第11章 鰹と抱擁と、仲直りと告白と
耳をつんざくような衝撃音。
突然軽くなった体。
「…俺の名前、呼んでくれてよかったよ。
もう我慢の限界、だったんだ。
ま、呼ばれなくても助けてたけどね」
固く瞑っていた目を薄く開けると。
私が名を呼んだその人本人が、片足を上げて立っている。
「気安くエリーなんて 呼んでくれちゃってまぁ」
壁にめり込んだバッテラを見る。おそらくカカシが私の上にいた彼を蹴り上げたのだろう。
「…立てる?」
『……あ、はい!』
たった一日二日しか会わなかっただけだというのに。酷く懐かしい気がして、つい惚けるようにカカシを眺めていた自分に気付く。
「しょうがないやつだね、コイツ」
カカシは気絶したバッテラに歩いて近付くと、ポケットから私の下着を回収してくれた。
それからカカシは、私の前にしゃがみ込む。
「…もう俺の負けでいいからさ、ここは辞めて?
こんなとこに君を置いとけないよ」
悲しそうな色を湛えた、こんな瞳を見てしまったら…
はい。

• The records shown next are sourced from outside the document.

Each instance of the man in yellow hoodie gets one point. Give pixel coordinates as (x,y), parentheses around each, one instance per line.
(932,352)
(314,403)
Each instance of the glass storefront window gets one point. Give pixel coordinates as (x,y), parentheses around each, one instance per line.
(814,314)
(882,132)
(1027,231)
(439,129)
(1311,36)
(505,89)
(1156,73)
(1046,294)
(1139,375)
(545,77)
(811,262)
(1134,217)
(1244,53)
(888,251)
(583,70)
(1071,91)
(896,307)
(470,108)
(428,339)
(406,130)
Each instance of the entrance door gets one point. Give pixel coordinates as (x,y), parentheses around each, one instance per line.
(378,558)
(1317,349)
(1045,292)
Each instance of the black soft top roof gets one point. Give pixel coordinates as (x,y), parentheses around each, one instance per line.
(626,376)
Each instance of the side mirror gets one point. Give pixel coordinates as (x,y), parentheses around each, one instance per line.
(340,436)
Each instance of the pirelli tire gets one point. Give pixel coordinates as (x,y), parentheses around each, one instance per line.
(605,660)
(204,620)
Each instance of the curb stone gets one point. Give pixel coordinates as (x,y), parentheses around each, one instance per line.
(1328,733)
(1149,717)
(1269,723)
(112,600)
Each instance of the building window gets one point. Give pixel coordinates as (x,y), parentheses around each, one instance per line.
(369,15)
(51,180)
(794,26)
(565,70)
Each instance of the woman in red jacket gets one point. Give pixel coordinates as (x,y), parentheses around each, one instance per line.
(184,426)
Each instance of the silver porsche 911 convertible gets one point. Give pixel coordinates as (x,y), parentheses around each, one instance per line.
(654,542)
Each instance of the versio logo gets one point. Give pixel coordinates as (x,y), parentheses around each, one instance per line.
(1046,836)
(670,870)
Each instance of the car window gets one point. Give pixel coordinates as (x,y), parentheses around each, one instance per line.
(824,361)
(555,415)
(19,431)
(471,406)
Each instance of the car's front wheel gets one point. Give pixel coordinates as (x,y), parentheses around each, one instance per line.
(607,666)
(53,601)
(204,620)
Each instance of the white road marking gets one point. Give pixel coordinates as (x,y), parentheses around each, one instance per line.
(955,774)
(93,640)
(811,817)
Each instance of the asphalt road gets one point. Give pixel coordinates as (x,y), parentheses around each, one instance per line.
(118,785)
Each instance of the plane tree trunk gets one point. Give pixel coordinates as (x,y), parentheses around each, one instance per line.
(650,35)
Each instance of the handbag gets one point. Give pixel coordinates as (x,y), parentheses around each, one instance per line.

以外の言葉を選ぶ事など出来ない。
カカシと共に魚沼を出る。
とっくに異変に気付いて、心配そうに私達を見る女将さんを横目に。
私とカカシは商店街を出て、歩き慣れた道で肩を並べて進む。
『……』
言いたい事は山ほどあるのに。
何から話したらいいのか、言葉が出てこない。
先日の事を謝るのが先か。今助けてもらったお礼を言うのが先か。